If \(∮_s\overrightarrow{E}.\overrightarrow{dS}=0\) over a surface, then:

• A. the electric field inside the surface is necessarily uniform
• B. the number of flux lines entering the surface must be equal to the number of flux lines leaving it
• C. the magnitude of electric field on the surface is constant
• D. all the charges must necessarily be inside the surface

Answer 1

The Correct Option is B

The given integral equation is \(∮_s\overrightarrow{E}.\overrightarrow{dS}=0\), which is an expression of Gauss's Law for electricity in integral form for electric flux through a closed surface. This equation indicates that the net electric flux (total number of electric field lines) through the closed surface is zero.
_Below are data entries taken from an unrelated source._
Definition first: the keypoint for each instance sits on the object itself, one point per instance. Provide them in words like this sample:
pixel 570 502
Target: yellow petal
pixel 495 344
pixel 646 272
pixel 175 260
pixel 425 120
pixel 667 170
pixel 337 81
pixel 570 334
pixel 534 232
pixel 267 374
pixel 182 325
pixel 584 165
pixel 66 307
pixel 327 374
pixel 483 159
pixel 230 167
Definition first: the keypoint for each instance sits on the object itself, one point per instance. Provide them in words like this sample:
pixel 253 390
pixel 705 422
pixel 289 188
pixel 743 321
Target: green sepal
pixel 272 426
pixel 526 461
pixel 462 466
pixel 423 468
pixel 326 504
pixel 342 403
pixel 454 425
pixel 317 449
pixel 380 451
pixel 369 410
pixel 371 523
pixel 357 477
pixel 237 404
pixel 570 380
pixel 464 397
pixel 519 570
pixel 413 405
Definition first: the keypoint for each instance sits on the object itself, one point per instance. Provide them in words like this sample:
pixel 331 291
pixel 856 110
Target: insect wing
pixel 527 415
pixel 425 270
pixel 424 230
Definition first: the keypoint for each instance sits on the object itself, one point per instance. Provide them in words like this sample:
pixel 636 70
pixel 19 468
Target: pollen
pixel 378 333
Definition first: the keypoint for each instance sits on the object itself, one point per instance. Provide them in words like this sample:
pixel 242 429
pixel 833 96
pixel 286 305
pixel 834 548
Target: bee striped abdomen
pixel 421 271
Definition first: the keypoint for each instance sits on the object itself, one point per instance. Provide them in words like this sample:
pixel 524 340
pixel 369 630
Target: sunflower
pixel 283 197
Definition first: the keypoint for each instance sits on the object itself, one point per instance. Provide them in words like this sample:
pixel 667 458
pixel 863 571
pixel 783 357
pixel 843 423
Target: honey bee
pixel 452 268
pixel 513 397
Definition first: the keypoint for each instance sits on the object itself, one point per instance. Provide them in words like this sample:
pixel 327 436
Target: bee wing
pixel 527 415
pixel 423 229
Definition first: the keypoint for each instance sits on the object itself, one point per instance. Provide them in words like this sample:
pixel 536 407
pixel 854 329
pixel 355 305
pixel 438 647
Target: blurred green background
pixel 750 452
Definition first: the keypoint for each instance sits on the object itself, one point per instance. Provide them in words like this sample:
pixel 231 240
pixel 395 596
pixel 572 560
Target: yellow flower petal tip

Let's evaluate the options: 

The electric field inside the surface is necessarily uniform:
This is incorrect. A zero net electric flux through a surface doesn't imply uniformity of the electric field within that surface. The field can vary in different regions, maintaining an overall balance such that net flux remains zero.

The number of flux lines entering the surface must be equal to the number of flux lines leaving it:
Correct. A zero net electric flux indicates that whatever flux enters the surface is equally leaving it, ensuring the total entering equals the total leaving.

The magnitude of electric field on the surface is constant:
This is incorrect. The net flux equating to zero doesn't necessarily imply that the electric field's magnitude remains constant over the surface.

All the charges must necessarily be inside the surface:
This is incorrect. Having zero net electric flux doesn't require charges to be inside the surface. Charges can be outside, affecting the field in a way that flux entering equals flux leaving.

Thus, the correct interpretation of the given condition is that the number of flux lines entering the surface must be equal to the number of flux lines leaving it.

Answer 2

The correct option is (B): the number of flux lines entering the surface must be equal to the number of flux lines leaving it

\(\oint\vec{E}.\vec{d}s\) represents electric flux over the closed surface.

When \(\oint\vec{E}.\vec{d}s\)=0, it means the number of flux lines entering the surface, will be equal to the number of flux lines leaving it.

As, \(\oint\vec{E}.\vec{d}s=\frac{q}{\epsilon_0}\) where q is the charge enclosed by the surface.

When \(\oint\vec{E}.\vec{d}s=0\),q=0 i.e, net charge enclosed by the surface must be zero.